Until now, with SFQ and PFIFO_FAST, we were talking about packets, but with TBF we now have to look into the bits contained in the packets. Let's take an example: a packet carrying 8000 bits (1KB) wishes to be transmitted. It enters the TBF scheduler and TBF control the content of its bucket: if there are 8000 tokens in the bucket, TBF destroys them and the packet can pass. Otherwise, the packet waits until the bucket has enough tokens.

The frequency at which tokens are added into the bucket determine the transmission speed, or rate. This is the parameter at the core of the TBF algorithm, shown in the diagram below.

DIA source

Another particularity of TBF is to allow bursts.
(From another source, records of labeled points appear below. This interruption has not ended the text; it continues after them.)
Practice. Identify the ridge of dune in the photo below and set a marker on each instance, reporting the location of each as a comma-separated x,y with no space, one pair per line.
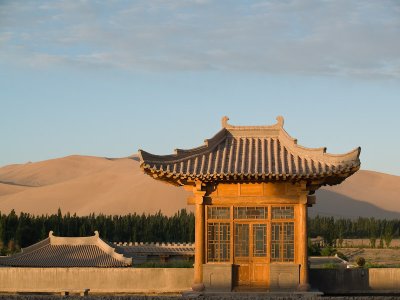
89,184
108,186
379,189
53,170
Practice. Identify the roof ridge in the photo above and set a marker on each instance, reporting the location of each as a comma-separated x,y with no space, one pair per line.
236,153
30,249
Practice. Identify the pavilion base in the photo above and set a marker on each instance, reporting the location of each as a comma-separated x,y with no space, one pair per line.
198,287
253,294
304,287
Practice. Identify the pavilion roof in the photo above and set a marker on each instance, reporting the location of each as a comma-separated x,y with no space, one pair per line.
57,251
251,153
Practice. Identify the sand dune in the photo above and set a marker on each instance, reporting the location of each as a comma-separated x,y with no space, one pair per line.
89,184
85,184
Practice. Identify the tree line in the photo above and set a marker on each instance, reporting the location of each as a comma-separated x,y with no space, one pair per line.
18,231
22,230
333,231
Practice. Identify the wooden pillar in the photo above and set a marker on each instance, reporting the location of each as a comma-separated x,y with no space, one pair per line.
199,242
303,241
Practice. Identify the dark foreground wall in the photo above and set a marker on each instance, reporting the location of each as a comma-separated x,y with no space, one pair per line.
350,281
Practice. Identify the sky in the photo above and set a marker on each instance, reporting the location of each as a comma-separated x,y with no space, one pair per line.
106,78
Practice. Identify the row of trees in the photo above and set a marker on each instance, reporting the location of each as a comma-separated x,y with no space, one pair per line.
335,230
22,230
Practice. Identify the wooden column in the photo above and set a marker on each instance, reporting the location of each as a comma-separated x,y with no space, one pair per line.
199,241
303,241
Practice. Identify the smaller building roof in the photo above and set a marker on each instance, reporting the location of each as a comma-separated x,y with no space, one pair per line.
158,249
66,252
321,262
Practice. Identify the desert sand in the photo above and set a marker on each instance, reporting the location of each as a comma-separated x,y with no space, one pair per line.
87,184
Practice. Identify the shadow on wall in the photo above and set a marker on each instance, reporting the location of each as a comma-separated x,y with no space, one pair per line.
337,205
339,281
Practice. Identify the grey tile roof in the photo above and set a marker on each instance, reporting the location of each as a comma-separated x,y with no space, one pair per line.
132,249
261,153
68,252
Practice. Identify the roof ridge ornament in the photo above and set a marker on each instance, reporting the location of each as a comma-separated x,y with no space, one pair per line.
280,120
224,122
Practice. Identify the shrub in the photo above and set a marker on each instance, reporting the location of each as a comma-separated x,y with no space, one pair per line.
360,261
342,256
328,251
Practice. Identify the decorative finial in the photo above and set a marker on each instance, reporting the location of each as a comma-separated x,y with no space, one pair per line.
224,121
280,120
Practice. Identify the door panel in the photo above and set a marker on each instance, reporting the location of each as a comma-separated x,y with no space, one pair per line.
250,253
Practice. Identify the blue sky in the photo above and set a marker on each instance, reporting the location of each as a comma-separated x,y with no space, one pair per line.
106,78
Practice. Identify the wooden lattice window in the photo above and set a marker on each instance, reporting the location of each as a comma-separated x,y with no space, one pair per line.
282,241
260,240
218,248
242,240
249,212
283,212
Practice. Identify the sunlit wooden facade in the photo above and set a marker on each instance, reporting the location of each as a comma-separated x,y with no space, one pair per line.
251,188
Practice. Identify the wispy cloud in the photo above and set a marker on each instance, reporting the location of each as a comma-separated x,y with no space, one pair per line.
349,38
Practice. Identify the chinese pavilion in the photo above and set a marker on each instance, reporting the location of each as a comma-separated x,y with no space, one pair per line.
251,188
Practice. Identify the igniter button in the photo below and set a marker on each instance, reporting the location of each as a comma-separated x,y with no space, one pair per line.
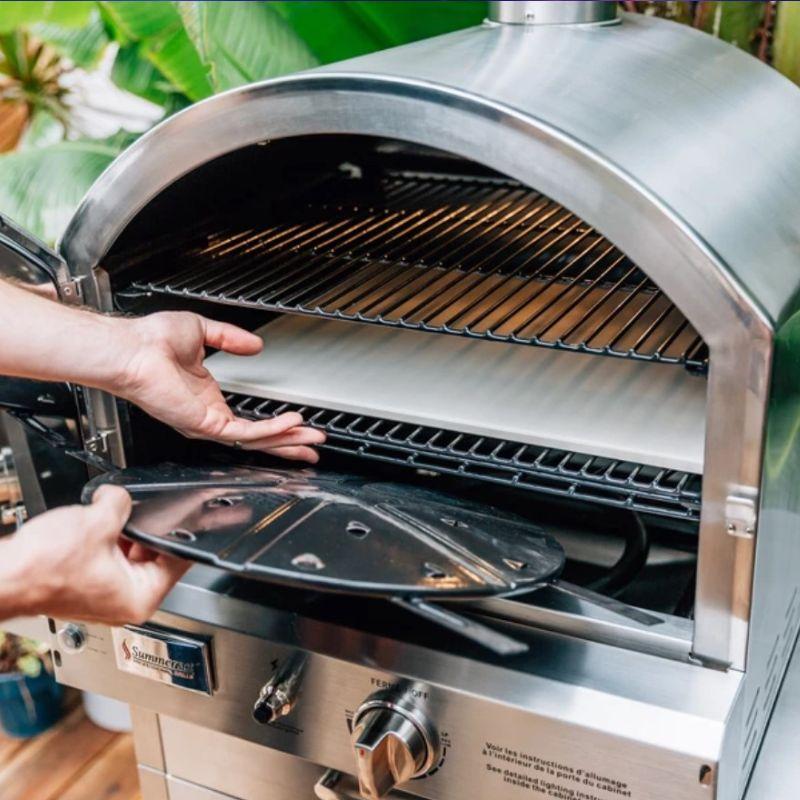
72,637
279,694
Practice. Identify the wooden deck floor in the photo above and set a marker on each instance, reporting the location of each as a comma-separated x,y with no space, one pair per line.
75,760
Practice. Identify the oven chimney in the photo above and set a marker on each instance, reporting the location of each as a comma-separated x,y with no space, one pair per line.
554,12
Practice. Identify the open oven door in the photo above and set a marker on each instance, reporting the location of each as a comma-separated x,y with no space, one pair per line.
40,419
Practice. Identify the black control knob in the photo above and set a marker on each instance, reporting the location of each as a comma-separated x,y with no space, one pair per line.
393,743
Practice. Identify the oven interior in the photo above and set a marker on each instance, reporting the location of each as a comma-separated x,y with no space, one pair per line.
366,232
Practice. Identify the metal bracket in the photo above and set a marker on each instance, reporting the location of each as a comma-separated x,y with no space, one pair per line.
98,443
741,512
71,290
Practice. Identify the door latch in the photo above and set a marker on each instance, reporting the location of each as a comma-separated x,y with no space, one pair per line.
741,512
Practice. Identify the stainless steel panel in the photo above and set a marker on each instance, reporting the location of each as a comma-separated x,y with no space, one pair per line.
184,790
152,784
31,627
147,738
564,12
777,772
522,101
776,607
646,413
648,723
234,766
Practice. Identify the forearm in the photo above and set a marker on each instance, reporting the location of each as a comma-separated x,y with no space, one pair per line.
20,593
45,340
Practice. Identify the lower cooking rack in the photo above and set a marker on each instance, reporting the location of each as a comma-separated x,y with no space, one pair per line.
647,489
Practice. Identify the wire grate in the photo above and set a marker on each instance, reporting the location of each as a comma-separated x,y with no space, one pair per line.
642,488
478,257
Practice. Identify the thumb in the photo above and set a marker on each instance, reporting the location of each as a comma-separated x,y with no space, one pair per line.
223,336
109,511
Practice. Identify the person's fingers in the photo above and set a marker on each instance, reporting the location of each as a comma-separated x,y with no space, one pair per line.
294,436
109,510
230,338
244,430
299,453
139,553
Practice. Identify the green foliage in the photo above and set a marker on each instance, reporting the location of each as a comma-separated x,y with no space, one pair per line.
242,42
737,23
162,41
42,187
18,654
82,46
786,48
338,30
67,13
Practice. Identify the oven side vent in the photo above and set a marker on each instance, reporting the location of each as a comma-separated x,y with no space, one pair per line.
480,257
651,490
762,697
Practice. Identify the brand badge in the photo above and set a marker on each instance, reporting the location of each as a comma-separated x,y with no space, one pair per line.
165,656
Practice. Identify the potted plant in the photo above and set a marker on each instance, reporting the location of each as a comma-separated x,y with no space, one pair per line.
30,698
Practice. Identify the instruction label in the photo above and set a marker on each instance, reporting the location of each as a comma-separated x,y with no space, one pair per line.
548,778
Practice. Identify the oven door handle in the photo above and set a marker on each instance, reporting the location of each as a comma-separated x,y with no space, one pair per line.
335,785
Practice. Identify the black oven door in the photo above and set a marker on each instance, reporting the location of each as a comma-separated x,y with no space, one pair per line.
39,423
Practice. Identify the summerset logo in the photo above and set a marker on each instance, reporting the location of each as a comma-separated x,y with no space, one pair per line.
170,666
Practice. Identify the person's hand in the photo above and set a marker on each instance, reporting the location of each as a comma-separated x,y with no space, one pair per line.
72,563
164,375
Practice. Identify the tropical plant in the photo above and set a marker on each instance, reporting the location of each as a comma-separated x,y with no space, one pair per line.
168,55
24,656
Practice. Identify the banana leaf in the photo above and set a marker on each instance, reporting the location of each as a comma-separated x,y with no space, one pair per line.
41,187
82,46
164,43
339,30
786,47
737,23
242,42
67,13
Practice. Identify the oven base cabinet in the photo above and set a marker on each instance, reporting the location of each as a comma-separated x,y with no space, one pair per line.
570,719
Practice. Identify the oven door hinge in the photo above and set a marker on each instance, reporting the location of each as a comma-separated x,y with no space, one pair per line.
741,512
70,289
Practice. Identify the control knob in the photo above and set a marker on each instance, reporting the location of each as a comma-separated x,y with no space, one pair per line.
393,743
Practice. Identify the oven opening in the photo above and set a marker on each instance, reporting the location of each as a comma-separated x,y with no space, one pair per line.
445,325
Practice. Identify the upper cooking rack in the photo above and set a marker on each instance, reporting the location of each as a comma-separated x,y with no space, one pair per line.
479,257
560,473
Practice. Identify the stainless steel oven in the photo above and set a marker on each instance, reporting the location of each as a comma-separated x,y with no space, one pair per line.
549,263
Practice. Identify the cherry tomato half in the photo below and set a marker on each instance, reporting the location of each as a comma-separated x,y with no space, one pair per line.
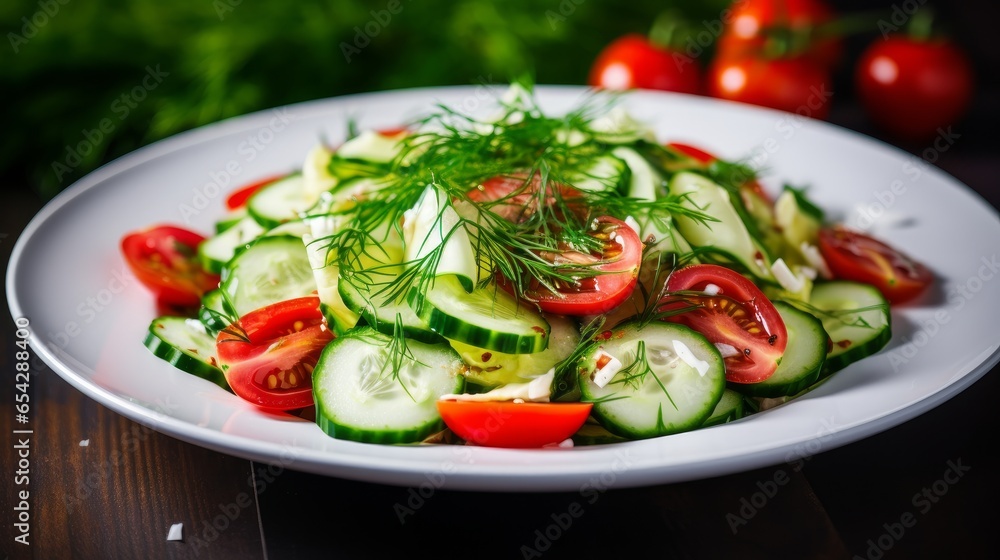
859,257
912,88
269,354
238,198
797,85
632,61
165,259
729,310
513,425
615,273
This is a natural side effect of the algorithm: the bucket fills up at a continuous rate, but if no packets are being transmitted for some time, the bucket will get completely full. Then, the next packets to enter TBF will be transmitted right away, without having to wait and without having any limit applied to them, until the bucket is empty. This is called a burst, and in TBF the burst parameter defines the size of the bucket.

So with a very large burst value, say 1,000,000 tokens, we would let a maximum of 83 fully loaded packets (roughly 124KBytes if they all carry their maximum MTU) traverse the scheduler without applying any sort of limit to them.

To overcome this problem, and provides better control over the bursts, TBF implements a second bucket, smaller and generally the same size as the MTU. This second bucket cannot store large amount of tokens, but its replenishing rate will be a lot faster that the one of the big bucket. This second rate is called peakrate and it will determine the maximum speed of a burst.

Let's take a step back and look at those parameters again. We have:

peakrate > rate : the second bucket fills up faster than the main one, to allow and control bursts. If the peakrate value is infinite, then TBF behaves as if the second bucket didn't exist. Packets would be dequeued according to the main bucket, at the speed of rate.
burst > MTU : the size of the first bucket is a lot larger than the size of the second bucket. If the burst is equal to MTU, then peakrate is equal to rate and there is no burst.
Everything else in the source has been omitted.